Based on the literature, in the course of breast cancer, symptomatic brain metastases are observed in 6–16% of patients Citation[3] and in patients with HER2-overexpressing tumours – in 24–48% Citation[1–9]. Brain metastases in patients with overexpressed HER2 are significantly more common in younger women (aged < 50 years) Citation[1], Citation[10] with visceral disease Citation[1], Citation[3], Citation[6], a good response to systemic treatment Citation[3] and short recurrence-free survival Citation[10]. While the results of our study suggested that patients with occult brain metastases were younger, with shorter time to recurrence and more often with visceral metastases, Cox's multivariate analysis failed to identify any risk factors for the development of brain metastases. However, this may be a result of the small patient numbers.

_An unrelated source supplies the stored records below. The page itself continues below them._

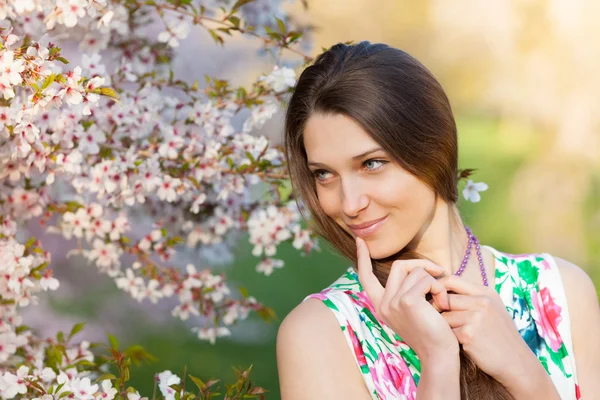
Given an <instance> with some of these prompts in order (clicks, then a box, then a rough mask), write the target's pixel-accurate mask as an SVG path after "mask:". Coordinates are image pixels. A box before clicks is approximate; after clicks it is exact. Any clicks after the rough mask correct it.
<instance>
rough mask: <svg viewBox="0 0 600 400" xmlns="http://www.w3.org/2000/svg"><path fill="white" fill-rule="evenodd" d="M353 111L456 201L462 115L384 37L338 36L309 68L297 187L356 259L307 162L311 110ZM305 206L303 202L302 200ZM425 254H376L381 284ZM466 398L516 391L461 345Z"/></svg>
mask: <svg viewBox="0 0 600 400" xmlns="http://www.w3.org/2000/svg"><path fill="white" fill-rule="evenodd" d="M315 113H320V114H324V115H337V114H342V115H345V116H347V117H350V118H352V119H353V120H354V121H355V122H356V123H357V124H358V125H360V126H361V127H362V128H363V129H364V130H365V131H366V132H367V133H368V134H369V135H370V136H371V137H372V138H373V140H375V141H376V142H377V143H378V144H379V145H380V146H381V147H382V148H383V149H385V150H386V152H387V153H388V154H389V155H390V156H391V157H392V158H393V159H394V160H395V161H396V162H397V163H398V164H399V165H400V166H402V168H404V169H405V170H406V171H408V172H409V173H411V174H413V175H414V176H416V177H417V178H418V179H420V180H421V181H422V182H424V183H425V184H426V185H428V186H429V187H431V188H432V190H433V191H434V192H435V194H436V196H439V197H441V198H442V199H443V200H444V201H445V202H447V203H449V204H456V202H457V200H458V187H457V183H458V182H457V181H458V178H457V173H458V146H457V137H456V123H455V121H454V115H453V114H452V109H451V107H450V102H449V101H448V98H447V96H446V94H445V93H444V90H443V89H442V86H441V85H440V84H439V82H438V81H437V80H436V79H435V77H434V76H433V75H432V74H431V72H430V71H429V70H428V69H427V68H425V66H423V65H422V64H421V63H420V62H419V61H417V60H416V59H415V58H413V57H412V56H410V55H409V54H407V53H406V52H404V51H402V50H398V49H395V48H392V47H390V46H387V45H385V44H371V43H369V42H366V41H364V42H361V43H358V44H355V45H346V44H341V43H340V44H336V45H335V46H333V47H331V49H329V50H327V51H325V52H324V53H323V54H321V55H320V56H319V57H318V58H317V59H316V60H315V62H314V64H313V65H311V66H309V67H308V68H306V69H305V70H304V71H303V72H302V74H301V76H300V78H299V79H298V83H297V85H296V87H295V89H294V93H293V95H292V97H291V99H290V102H289V105H288V108H287V113H286V119H285V137H284V148H285V154H286V160H287V166H288V170H289V174H290V176H291V180H292V188H293V190H294V192H295V194H296V195H297V199H299V200H300V201H302V202H303V203H304V205H305V206H306V208H307V209H308V211H309V213H310V218H308V216H306V215H305V217H307V219H309V222H310V223H311V227H312V229H313V230H314V231H315V232H317V233H318V234H319V235H320V236H322V237H323V238H324V239H325V240H327V241H328V242H330V243H331V244H332V245H333V246H334V247H335V248H336V249H337V250H338V251H339V252H340V253H341V254H342V255H343V256H345V257H347V258H348V259H349V260H351V261H352V262H354V263H356V262H357V259H356V244H355V241H354V239H353V237H352V236H351V235H350V234H349V233H347V232H346V231H344V230H343V229H342V228H341V227H340V226H339V225H338V224H337V223H336V222H335V221H333V220H332V219H331V218H330V217H328V216H327V215H326V214H325V213H324V212H323V210H322V209H321V207H320V205H319V199H318V197H317V191H316V186H315V182H314V177H313V176H312V174H311V172H310V170H309V168H308V166H307V156H306V149H305V148H304V137H303V133H304V128H305V125H306V122H307V121H308V119H309V118H310V116H311V115H313V114H315ZM301 209H302V207H301ZM409 258H422V257H420V256H419V255H418V254H415V253H413V252H408V251H407V250H400V252H398V253H396V254H393V255H392V256H390V257H387V258H385V259H380V260H373V272H374V274H375V275H376V276H377V278H378V279H379V281H380V282H381V284H382V285H384V286H385V283H386V281H387V278H388V275H389V272H390V266H391V262H392V261H393V260H397V259H409ZM460 361H461V375H460V377H461V378H460V383H461V397H462V398H463V399H484V400H485V399H489V400H492V399H494V400H500V399H512V396H511V395H510V394H509V393H508V391H507V390H506V388H504V386H502V385H501V384H500V383H499V382H497V381H496V380H494V379H493V378H492V377H490V376H489V375H487V374H485V373H484V372H483V371H481V370H480V369H479V368H477V366H476V365H475V363H473V362H472V360H470V359H469V358H468V357H467V356H466V354H465V353H464V352H463V351H462V349H461V356H460Z"/></svg>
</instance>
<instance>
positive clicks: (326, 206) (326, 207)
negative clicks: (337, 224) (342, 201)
mask: <svg viewBox="0 0 600 400" xmlns="http://www.w3.org/2000/svg"><path fill="white" fill-rule="evenodd" d="M317 196H318V198H319V204H320V205H321V209H322V210H323V212H324V213H325V214H326V215H327V216H329V217H331V218H333V219H337V216H338V214H339V210H338V209H339V206H338V203H339V201H338V200H337V199H336V198H335V196H334V194H333V193H331V191H328V190H324V189H319V188H318V189H317Z"/></svg>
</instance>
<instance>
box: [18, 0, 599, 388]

We have found no reports concerning the efficacy of irradiation in occult brain metastases. However, some authors have suggested that in patients with overexpressed HER2 and visceral disease, especially those with a good response to palliative treatment with cytostatic drugs and trastuzumab, early diagnosis of brain metastases and immediate palliative irradiation appear to be specifically advisable Citation[2], Citation[4]. On the other hand, at present there seems to be no evidence that the early detection of brain metastases alters survival or quality of life in patients with breast cancer, although no prospective studies have specifically addressed this issue. In view of the lack of data concerning the efficacy of WBRT of occult brain metastases, examination of larger group of patients and longer follow-up is necessary in order to observe the dynamics of the clinical and radiological changes within the CNS and to discover the causes of death among these particular patients. If further MRI scans reveal rapid progression of the brain metastases and a majority of the patients die because of neurological complications despite the early onset of radiation therapy, then early routine extent-of-disease diagnostics, including screening MRI scans may well be omitted. If, however, the improvement in quality of life or overall survival is observed, early detection of brain metastases would be purposeful and routine MRI should be advised as an element of staging in all breast cancer patients with overexpressed HER2 in stage IV of advancement.

Overall in our study, the incidence of occult brain metastases detected in women with metastatic breast cancer was higher than was expected and the response to WBRT evaluated 3 months after the completion of treatment was good. The results of this preliminary study lie behind the design of the second stage, which commenced in December 2004. The aim of the second stage includes evaluating the time lapse between the first signs of dissemination and the appearance of occult brain metastases, the evaluation of the evolution of brain metastases on the basis of MRI scans performed every 3 months, the length of survival with brain metastases and the cause of death. The results shall be known soon.

Conflicts of interest

Anna Niwińska, Malgorzata Tacikowska and Tadeusz Pienkowski had no financial support or potential conflicts of interest.